$(1)\quad\text{$T$ is complete.}$
$(2)\quad\text{$T$ is consistent and for any two models $M$,$N$ of $T$, $M\equiv N$.}$
$(3)\quad\text{There is a model $M$ of $T$ such that $C_n(T)=Th(M)$, where $C_n(T)=\{\sigma\in\mathcal L\;|\;T\vDash\sigma\}$.}$
$(4)\quad\text{$T$ has a model and for every model $M$ of $T$, $C_n(T)=Th(M)$.}$
I've shown that $(1)\iff(2)$
$(\implies)$
Suppose that $T$ is complete. Then, $T$ is consistent, and for all $\sigma\in Sent(\mathcal L),\;T\vDash\sigma\;$ or $\;T\vDash\lnot\sigma.$
Let $M,N\vDash T$. Clearly, $C_n(T)=Th(M)$ since $T$ is complete. ($C_n(T)$:maximal consistent in $\mathcal L$ and $M\vDash T$.)
Similarly, $Th(N)=C_n(T)$. Hence, $Th(M)=Th(N)$.
$(\impliedby)$
Assume that $(2)$ holds. Then, suppose that $T$ is not complete.
Then, there is $\sigma$ such that $T\not\vDash\sigma$, $T\not\vDash\lnot\sigma$).
So, both $T\cup\{\sigma\}$ and $T\cup\{\lnot\sigma\}$ are consistent.
But then since there are $M$,$N$ such that $M\vDash T\cup\{\sigma\}$ and $N\vDash T\cup\{\lnot\sigma\}$.

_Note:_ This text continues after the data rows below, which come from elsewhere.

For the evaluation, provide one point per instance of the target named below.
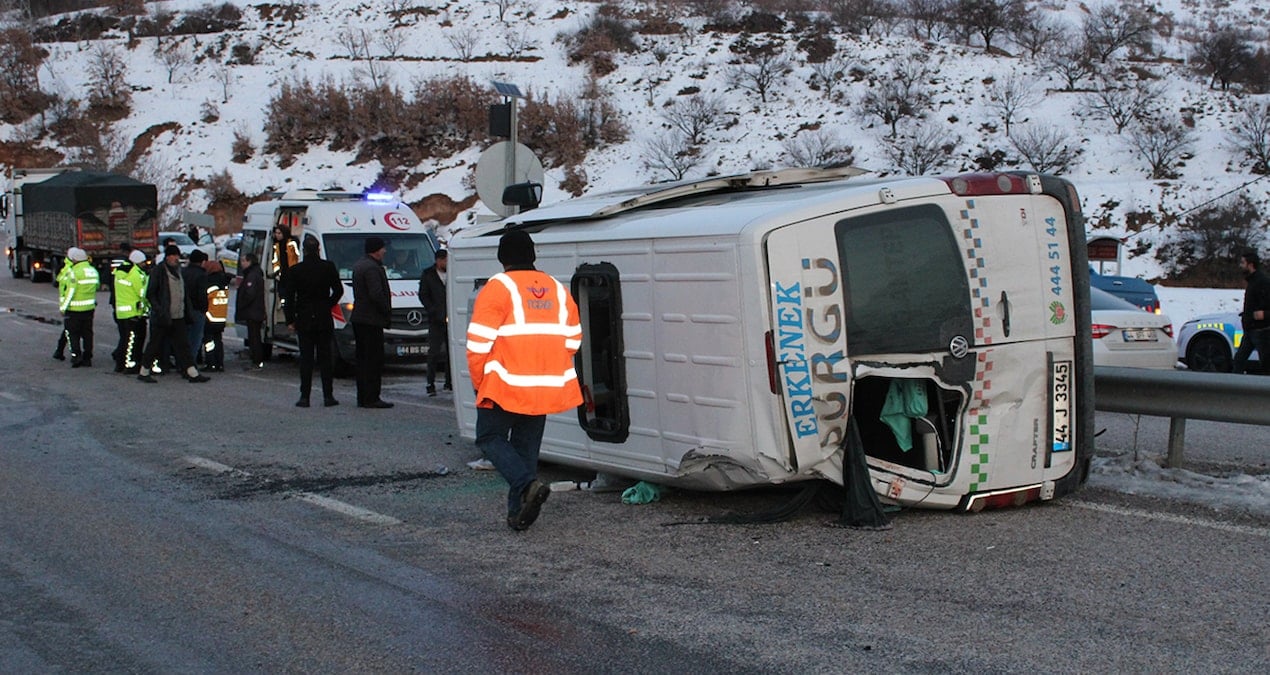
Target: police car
(1208, 342)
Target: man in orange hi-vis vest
(521, 341)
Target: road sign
(493, 176)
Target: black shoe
(531, 504)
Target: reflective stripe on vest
(521, 340)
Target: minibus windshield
(407, 256)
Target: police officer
(217, 312)
(78, 304)
(130, 312)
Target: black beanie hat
(516, 248)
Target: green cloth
(904, 401)
(641, 492)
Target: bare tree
(1010, 95)
(1045, 149)
(926, 149)
(1161, 144)
(671, 154)
(1116, 26)
(1072, 62)
(464, 42)
(1038, 32)
(758, 75)
(987, 18)
(503, 6)
(692, 116)
(518, 41)
(1251, 135)
(1123, 106)
(927, 18)
(391, 42)
(901, 94)
(829, 73)
(1222, 55)
(107, 71)
(357, 43)
(174, 59)
(225, 76)
(818, 148)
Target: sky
(1110, 179)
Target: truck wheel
(1208, 354)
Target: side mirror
(525, 196)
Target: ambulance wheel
(1209, 354)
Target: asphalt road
(216, 528)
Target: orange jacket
(523, 333)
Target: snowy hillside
(414, 41)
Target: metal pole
(1176, 441)
(509, 178)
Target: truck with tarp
(47, 211)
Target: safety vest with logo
(217, 304)
(80, 289)
(130, 293)
(523, 333)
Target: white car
(1127, 336)
(187, 245)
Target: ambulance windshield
(407, 257)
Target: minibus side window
(605, 412)
(906, 286)
(253, 243)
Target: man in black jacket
(249, 308)
(313, 289)
(196, 289)
(169, 308)
(1255, 315)
(432, 296)
(372, 313)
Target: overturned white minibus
(734, 327)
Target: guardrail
(1181, 395)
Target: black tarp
(78, 192)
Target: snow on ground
(1143, 472)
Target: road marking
(1171, 518)
(316, 500)
(347, 509)
(51, 301)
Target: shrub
(1205, 244)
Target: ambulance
(735, 328)
(342, 221)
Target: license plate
(1061, 406)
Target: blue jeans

Clearly, $M\not\equiv N$. It's a contradiction. Hence, $T$ is complete.
Now I'm trying to prove the equivalence between $(3)$ and $(4)$.
Question: On the other hand is trivial. But on the one hand, I cannot approach appropriately.
And finally, I want to show $(1)$ is equivalent to $(3)$, by definition of $C_n(T)$.
$(3)\Rightarrow (4)$, For every $\phi\in \mathcal{L}$, $M\models \phi$ or $M\models \neg \phi$, so for every $\phi\in \mathcal{L}$, $\phi\in C_n(T)$ or $\neg\phi\in C_n(T)$. By $(3)$ $T$ has model. If $M'\models T$, then $C_n(T)\subseteq Th(M')$. If $\phi\in Th(M')$, because $T$ has a model and for every $\phi\in \mathcal{L}$, $\phi\in C_n(T)$ or $\neg\phi\in C_n(T)$, therefore $\phi\in C_n(T)$, so $Th(M')=C_n(T)$.